Testicular germ cell tumors (TGCTs) are the most common types of testicular cancer as well as the most common tumor in men aged 15 – 34. Despite their prevalence, the genetic control of susceptibility is poorly understood. Family history suggests a strong genetic component to TGCT susceptibility, but studies have found only one rare, weakly associated Y-linked locus. The 129 family of inbred mouse strains is an established animal model of TGCTs. Linkage studies in mice have been largely unsuccessful, and no genes controlling susceptibility have been found.
The goal of my research was to identify chromosomes and chromosomal regions containing TGCT QTLs (quantitative trait loci) using chromosome substitution strains (CSSs). My analysis showed that three CSSs have TGCT QTLs. To map the QTLs on chromosome 18, I made a panel of eight congenic strains from 129-Chr 18MOLF. I surveyed congenic males for TGCTs and found evidence for three previously unknown TGCT QTLs on chromosome 18.

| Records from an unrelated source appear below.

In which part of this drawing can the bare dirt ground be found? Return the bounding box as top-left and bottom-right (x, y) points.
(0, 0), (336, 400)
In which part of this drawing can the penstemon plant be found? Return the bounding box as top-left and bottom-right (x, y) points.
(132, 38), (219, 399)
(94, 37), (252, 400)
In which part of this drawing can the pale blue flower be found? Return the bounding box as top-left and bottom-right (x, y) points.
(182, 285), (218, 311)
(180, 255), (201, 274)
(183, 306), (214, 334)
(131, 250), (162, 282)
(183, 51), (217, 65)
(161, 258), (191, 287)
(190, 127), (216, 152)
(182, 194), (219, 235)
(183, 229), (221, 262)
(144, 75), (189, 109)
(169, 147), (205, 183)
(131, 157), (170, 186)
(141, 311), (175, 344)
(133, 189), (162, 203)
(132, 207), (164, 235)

Because studies have shown conflicting evidence for a Y-linked factor(s) promoting TGCTs in humans, I tested the role of this chromosome on TGCT development in mice. Sry, the master sex-determining gene in mammals, is on the Y chromosome and is normally required for testis formation and male development. In the absence of the Y chromosome, mice develop as fertile females. To bypass the requirement for Sry in sexual development, I took advantage of the Odd Sex mutation that causes XX animals to develop as males without the Y chromosome. Sex-reversed XX males develop testes with PGCs, which enabled tests of whether the Y chromosome was required for TGCT tumorigenesis. Although normal males developed TGCTs at an appreciable rate, no TGCTs were found in sex-reversed males. I concluded that at least one factor on the Y chromosome was required for TGCT initiation.
The results of my research support the theory that TGCTs are a highly complex trait, and that CSSs are an effective tool for mapping QTLs with weak effects. A more thorough understanding of the heritable component of TGCTs in mice will improve our understanding of the genetic control of susceptibility to complex diseases.